De acordo com o Plano Estadual 2016-2019, o Estado do Paraná tem implantado diversas políticas públicas com o objetivo de garantir o DHAA, entre elas: o Programa Leite das Crianças, o Programa Família Paranaense, o Programa Estadual de Alimentação Escolar - PEAE, o Programa Estadual de Análise de Resíduos de Agrotóxicos em Alimentos - PARA/PR (Caisan-PR, 2017).
Todavia, o Plano também destaca alguns desafios que o Estado ainda enfrenta, pois, embora seja um grande produtor de orgânicos, o Paraná é considerado o terceiro maior consumidor de agrotóxicos do país (Caisan-PR, 2017); segundo Instituto Paranaense de Desenvolvimento Econômico e Social - Ipardes (2017), em 2015, a quantidade média de agrotóxicos consumida no Paraná foi de 8,25 kg/ha/ano.

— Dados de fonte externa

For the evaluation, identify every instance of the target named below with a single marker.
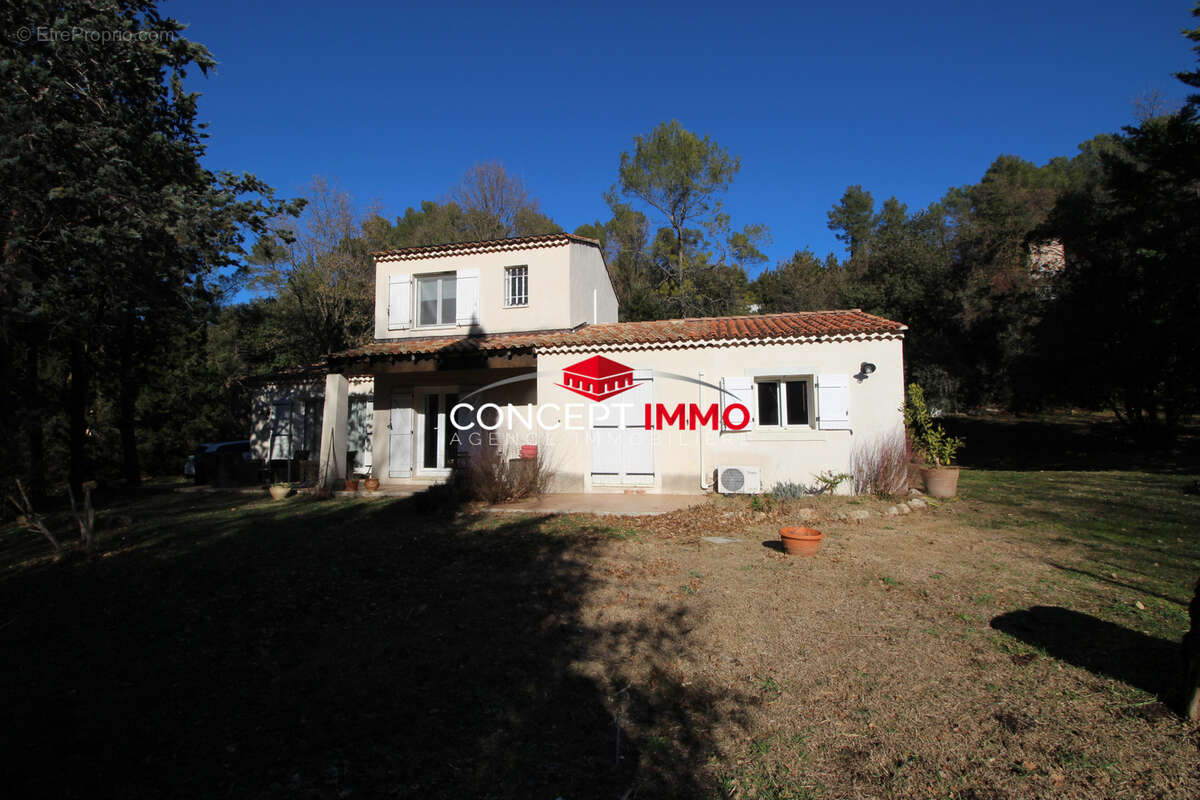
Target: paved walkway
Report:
(618, 505)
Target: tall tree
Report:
(111, 223)
(682, 175)
(322, 274)
(852, 220)
(497, 205)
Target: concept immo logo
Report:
(598, 378)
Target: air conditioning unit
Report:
(739, 480)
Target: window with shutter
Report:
(738, 390)
(400, 305)
(833, 402)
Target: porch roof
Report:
(697, 331)
(489, 246)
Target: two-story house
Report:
(516, 342)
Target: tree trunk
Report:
(1192, 661)
(126, 415)
(77, 416)
(35, 419)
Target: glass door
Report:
(439, 445)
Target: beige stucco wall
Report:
(267, 395)
(562, 278)
(593, 299)
(681, 458)
(424, 376)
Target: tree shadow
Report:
(1080, 443)
(1147, 662)
(336, 649)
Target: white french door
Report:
(437, 444)
(622, 447)
(400, 435)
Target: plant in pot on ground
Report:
(934, 445)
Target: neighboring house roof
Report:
(699, 331)
(490, 246)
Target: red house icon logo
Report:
(598, 378)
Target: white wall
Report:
(790, 455)
(417, 378)
(593, 299)
(267, 395)
(562, 278)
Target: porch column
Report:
(333, 431)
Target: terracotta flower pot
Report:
(941, 481)
(801, 541)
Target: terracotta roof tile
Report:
(490, 246)
(805, 325)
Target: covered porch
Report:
(417, 385)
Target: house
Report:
(515, 343)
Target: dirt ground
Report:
(876, 668)
(1020, 642)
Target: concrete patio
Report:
(615, 505)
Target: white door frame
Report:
(633, 421)
(401, 398)
(419, 404)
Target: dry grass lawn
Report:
(1019, 642)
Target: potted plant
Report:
(801, 541)
(934, 444)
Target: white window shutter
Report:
(400, 302)
(833, 402)
(742, 389)
(467, 298)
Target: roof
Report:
(490, 246)
(697, 331)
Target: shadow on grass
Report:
(1147, 662)
(1066, 443)
(334, 649)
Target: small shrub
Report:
(881, 465)
(929, 437)
(760, 503)
(495, 477)
(827, 481)
(790, 491)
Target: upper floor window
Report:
(784, 402)
(516, 286)
(436, 299)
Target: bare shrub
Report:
(880, 465)
(495, 477)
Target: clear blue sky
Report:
(396, 100)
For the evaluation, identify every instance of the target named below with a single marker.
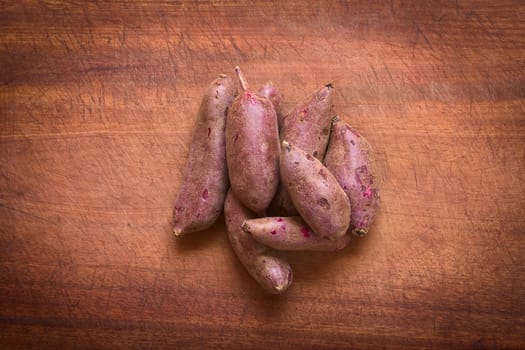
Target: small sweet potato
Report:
(265, 265)
(349, 157)
(201, 195)
(315, 192)
(290, 233)
(252, 149)
(307, 127)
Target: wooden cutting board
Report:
(97, 104)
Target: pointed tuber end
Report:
(242, 78)
(286, 145)
(245, 227)
(360, 232)
(177, 232)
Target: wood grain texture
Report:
(97, 103)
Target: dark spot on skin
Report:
(323, 203)
(353, 131)
(305, 232)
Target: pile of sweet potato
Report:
(303, 180)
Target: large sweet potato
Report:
(252, 149)
(349, 157)
(315, 192)
(201, 195)
(265, 265)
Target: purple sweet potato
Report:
(315, 192)
(201, 195)
(269, 91)
(265, 265)
(290, 233)
(307, 127)
(349, 157)
(252, 149)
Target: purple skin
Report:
(349, 157)
(290, 233)
(315, 193)
(201, 195)
(269, 91)
(252, 149)
(265, 265)
(307, 126)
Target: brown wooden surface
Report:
(97, 102)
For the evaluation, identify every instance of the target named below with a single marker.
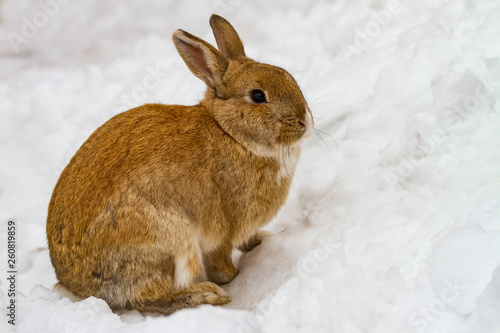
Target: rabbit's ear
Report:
(203, 59)
(228, 41)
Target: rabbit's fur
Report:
(161, 194)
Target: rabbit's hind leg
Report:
(186, 297)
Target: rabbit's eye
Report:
(258, 96)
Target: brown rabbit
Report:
(161, 194)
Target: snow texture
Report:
(393, 221)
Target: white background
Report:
(393, 221)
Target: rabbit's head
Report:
(259, 105)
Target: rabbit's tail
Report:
(188, 297)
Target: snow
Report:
(393, 221)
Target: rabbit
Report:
(148, 211)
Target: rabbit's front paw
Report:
(255, 240)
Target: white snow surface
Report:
(393, 221)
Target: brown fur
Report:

O aumento da obesidade e do sobrepeso também tem sido uma preocupação, pois são responsáveis por diversas doenças crônicas não transmissíveis, que, proporcionalmente, também têm aumentado (Caisan-PR, 2017).
Dessa forma, observa-se a importância da replicação do Sisan em nível estadual, para que o DHAA seja realizado. Embora o estado do Paraná ainda enfrente desafios, o Sisan-PR se apresenta como um instrumento para que o DHAA seja promovido, por meio de políticas públicas e ações, e, também, direcionando e conscientizando os municípios.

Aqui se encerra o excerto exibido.